Мечтой всего моего детства было ездить верхом, {58} но я считала эту мечту несбыточной, так как много раз моя мать говорила, что этого мне не позволит никогда. Причиной этого было несчастье, случившееся с ее сестрой, тетей Анной Борисовной Сазоновой, тогда еще Нейдгарт.
Совсем молоденькой девочкой - это было до свадьбы мамa - поехала она в деревне верхом. Не знаю точно, как это было, или она слишком долго не возвращалась и все беспокоились, или лошадь вернулась с пустым седлом, но случилось так, что нашли ее лежащей на дороге, без памяти. Оказалось, что она упала и ударилась головой о камень, следствием чего было сотрясение мозга и длившаяся бесконечно долго болезнь.
Папa, наоборот, когда я подрастала, стал склоняться к тому, чтобы разрешить мне ездить верхом.
Часто мой отец говорил со мной в те годы, какой он хотел бы видать меня взрослой.
Во-первых, не дай Бог быть изнеженной; этого папa вообще не выносил; он говорил, что хочет, чтобы я ездила верхом, бегала на коньках, стреляла в цель, читала бы серьезные книги, не была бы типом барышни, валяющейся на кушетке с романом в руках.

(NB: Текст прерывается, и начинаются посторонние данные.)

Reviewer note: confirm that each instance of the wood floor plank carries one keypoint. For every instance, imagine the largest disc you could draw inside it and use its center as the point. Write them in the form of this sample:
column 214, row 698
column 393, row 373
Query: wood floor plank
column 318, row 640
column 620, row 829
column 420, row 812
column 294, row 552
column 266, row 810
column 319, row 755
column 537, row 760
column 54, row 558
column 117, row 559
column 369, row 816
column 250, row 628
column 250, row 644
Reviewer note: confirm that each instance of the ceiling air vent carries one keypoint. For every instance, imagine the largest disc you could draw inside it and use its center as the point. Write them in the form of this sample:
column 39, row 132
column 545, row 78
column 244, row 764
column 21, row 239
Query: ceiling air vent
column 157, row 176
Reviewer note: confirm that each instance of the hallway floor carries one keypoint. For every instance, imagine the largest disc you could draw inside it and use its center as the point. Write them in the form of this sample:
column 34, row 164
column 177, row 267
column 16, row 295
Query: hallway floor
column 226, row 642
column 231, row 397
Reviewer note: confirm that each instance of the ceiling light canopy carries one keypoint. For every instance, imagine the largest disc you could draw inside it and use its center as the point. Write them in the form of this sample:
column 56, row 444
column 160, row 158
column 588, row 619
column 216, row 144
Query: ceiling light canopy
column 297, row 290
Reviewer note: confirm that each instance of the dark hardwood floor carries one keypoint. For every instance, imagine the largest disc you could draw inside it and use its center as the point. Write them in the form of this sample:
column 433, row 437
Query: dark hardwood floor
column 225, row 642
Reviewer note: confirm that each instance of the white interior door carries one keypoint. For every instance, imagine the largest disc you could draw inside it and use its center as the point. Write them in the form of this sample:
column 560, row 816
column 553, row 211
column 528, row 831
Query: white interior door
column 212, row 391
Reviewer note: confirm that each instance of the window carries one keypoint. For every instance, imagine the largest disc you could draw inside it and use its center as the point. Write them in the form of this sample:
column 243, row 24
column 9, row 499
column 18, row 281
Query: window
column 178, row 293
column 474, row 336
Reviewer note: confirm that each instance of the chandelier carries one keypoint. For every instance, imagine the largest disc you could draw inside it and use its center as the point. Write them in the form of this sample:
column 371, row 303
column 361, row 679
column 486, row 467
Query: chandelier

И вот к моим именинам (мне было 15 лет) я к своему удивленью не получаю подарка за утренним кофе, как это всегда водилось, а ведут меня к подъезду дома. И тут - о, счастье! - моим восторженным взорам представляется оседланная дамским седлом лошадка, маленькая, серенькая с подстриженной гривой и хвостом, а на самом балконе лежит готовая амазонка.
Тут мне стало ясно, почему наша домашняя портниха Лина всё брала с меня какие-то мерки и ничего не давала примерять и почему меня не пускали на задний двор конюшни. Лина шила амазонку, а кучер Осип выезжал "Голубка", завязав себе вокруг талии {59} простыню, чтобы лошадка не испугалась, когда юбка амазонки начнет хлопать ее по животу.
Она и не испугалась, когда я вскочила на нее, не испугалась и я, и даже с радостью услыхала за собой голос папa: - Как Матя сразу хорошо сидит на лошади, ее стоит учить.
С этого дня я стала ездить верхом с папa. Сначала папa перед своей прогулкой объезжал со мной раза два вокруг дома, а потом стал брать с собой и в поля.